Inizia a farsi un nome e partecipa a numerose manifestazione collettive e personali negli anni tra l’80 e il 90; incontra Rotella e Schifano,che la premia ad un concorso. La sua istintività, tuttavia è ancora esuberante e in un certo senso priva di un metodo, allora studia, frequenta altri artisti, si appassiona all’opera dei Basaldella, Afro soprattutto. Nel suo lavoro, il percorso della Burello continua con l’assimilazione, accanto all’astrattismo, al gestuale, di certo espressionismo tedesco. Nell’astrattismo della Burello il gesto, l’azione, si forma prima del pensiero, il colore arriva sulla tela d’impulso, con una tendenza alla sovrascrittura, a non fermarsi, talvolta all’eccesso; ma le opere migliori sono quelle in cui il furore, lo schizzo e la macchia si accompagnano alla pausa, il dripping alla campitura ampia (Afro insegna). Talvolta, nelle opere degli ultimi anni, di questo periodo maturo, il colore deflagra, scoppia endogenamente verso l’esterno. In altri casi vi è bisogno di pochi segni, spesso solo nero su bianco, poche gocce per dire qualcosa.
Parallelamente il percorso della Burello non si limita alle grandi tele, dove può spaziare con segni ampi e consentire al suo gesto maggiore libertà; lavora pure sul piccolo formato, partendo da materiali e supporti eterogenei, ritagli di giornale, fotografie, appunti, carte che presuppongono un approccio diverso, più contenuto, meno esuberante, più intimistico.

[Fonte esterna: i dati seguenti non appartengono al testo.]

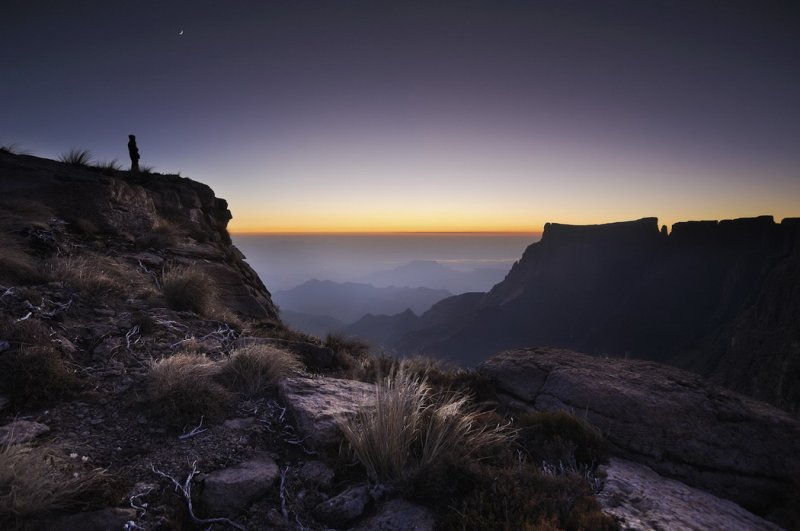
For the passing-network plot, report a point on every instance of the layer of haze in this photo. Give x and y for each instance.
(287, 260)
(423, 116)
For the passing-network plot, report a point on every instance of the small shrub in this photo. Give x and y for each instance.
(479, 496)
(559, 438)
(188, 289)
(181, 389)
(77, 157)
(256, 369)
(36, 481)
(35, 375)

Da questa esperienza riaffiora l’esperienza nel ritratto, spesso condotto come mestiere, su commissione.

Non posso, non posso, non posso interrompere la mia pittura. E’ passione, è voce! NON DEVO PENSARE…quando parla e pensa lei!

Allora si affaccia al mondo della musica, dei suonatori, dell’improvvisazione: volti, ombre, silouette, rappresentate con pochi segni, scalfiti con graffiature. Altre volte si concentra nel paesaggio: irriconoscibile, perché si tratta di un paesaggio interiore, che in un certo senso non rappresenta affatto: una sorta di luogo dell’anima, dove vengono elaborate anche esperienze contrastanti, spesso estreme, mai banali.
Quello che la Burello rappresenta, è.